Workers' Comp 2019: Sixth Straight Year of Underwriting Profits Amidst Economic Shifts
Underwriting Profits Continue Despite Slight Decline
Private workers compensation insurers experienced a slight dip in profitability in 2019 compared to their record-breaking 2018 performance, according to a preliminary analysis by the National Council of Compensation Insurance (NCCI). The combined ratio, a measure of insurer profitability, is estimated to be around 87 percent for 2019, making it the second-lowest in recent history after last year's record-low 83.2 percent.
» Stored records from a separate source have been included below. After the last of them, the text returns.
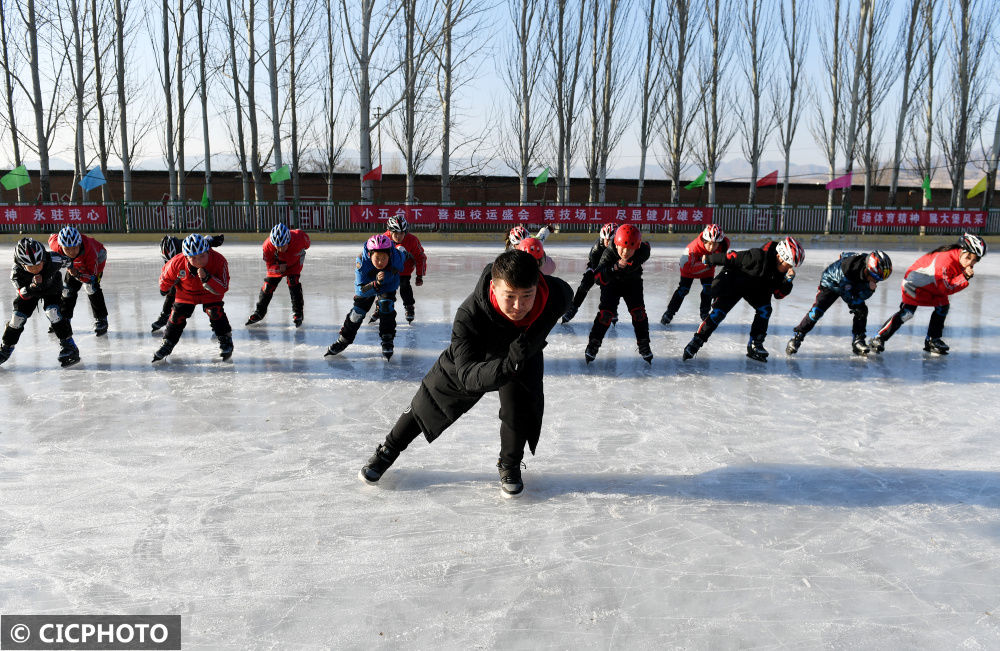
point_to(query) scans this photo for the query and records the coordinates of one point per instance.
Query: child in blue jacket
(376, 278)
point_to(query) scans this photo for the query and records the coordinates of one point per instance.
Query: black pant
(934, 329)
(611, 294)
(826, 297)
(25, 307)
(181, 312)
(683, 287)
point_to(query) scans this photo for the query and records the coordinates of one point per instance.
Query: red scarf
(541, 297)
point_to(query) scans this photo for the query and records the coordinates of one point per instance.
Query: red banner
(53, 215)
(911, 218)
(504, 216)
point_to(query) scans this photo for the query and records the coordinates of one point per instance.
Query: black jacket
(474, 362)
(751, 271)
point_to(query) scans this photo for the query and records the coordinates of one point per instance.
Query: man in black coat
(496, 345)
(754, 275)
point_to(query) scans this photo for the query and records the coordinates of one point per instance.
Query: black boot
(378, 463)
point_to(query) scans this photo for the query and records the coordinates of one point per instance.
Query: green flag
(698, 182)
(280, 174)
(15, 178)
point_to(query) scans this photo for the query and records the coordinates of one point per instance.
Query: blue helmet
(280, 235)
(194, 244)
(69, 236)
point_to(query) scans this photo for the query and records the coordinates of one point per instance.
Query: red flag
(839, 182)
(770, 179)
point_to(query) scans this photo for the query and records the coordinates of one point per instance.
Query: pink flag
(839, 182)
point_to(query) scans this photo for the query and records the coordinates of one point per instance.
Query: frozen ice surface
(818, 501)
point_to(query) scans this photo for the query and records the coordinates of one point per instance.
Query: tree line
(884, 89)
Net Premiums Written Show Decline
Workers' compensation net premiums written (NPW) fell by 3.9 percent in 2019, dropping to $41.6 billion from $43.3 billion in 2018. The decline in NPW can be attributed to the Base Erosion Anti-Abuse Tax (BEAT) component of the Tax Cuts and Jobs Act of 2017, which limited multinational corporations' ability to shift profits from the United States by making tax-deductible payments to affiliates in low-tax countries. This led to a nearly 9 percent growth in NPW in 2018, but the residual effect of BEAT and the strong economy were not enough to counterbalance the recent decreases in rates and loss costs in 2019.
Impact of Rate/Loss Cost Changes
Changes in rates and loss costs significantly impact premium growth and reflect various factors affecting system costs, such as economic changes, cost containment initiatives, and reforms. NCCI anticipates a 10 percent average decrease in premiums for 2019 due to rate/loss cost filings made in jurisdictions for which NCCI provides ratemaking services. The State of the Line Report, which presents these findings, was discussed at NCCI's Annual Issues Symposium (AIS) in May.
For readers, it's crucial to stay informed about the economic and regulatory shifts that can impact workers' compensation premiums and overall profitability. Keeping an eye on reports like NCCI's State of the Line Report can provide valuable insights into these trends.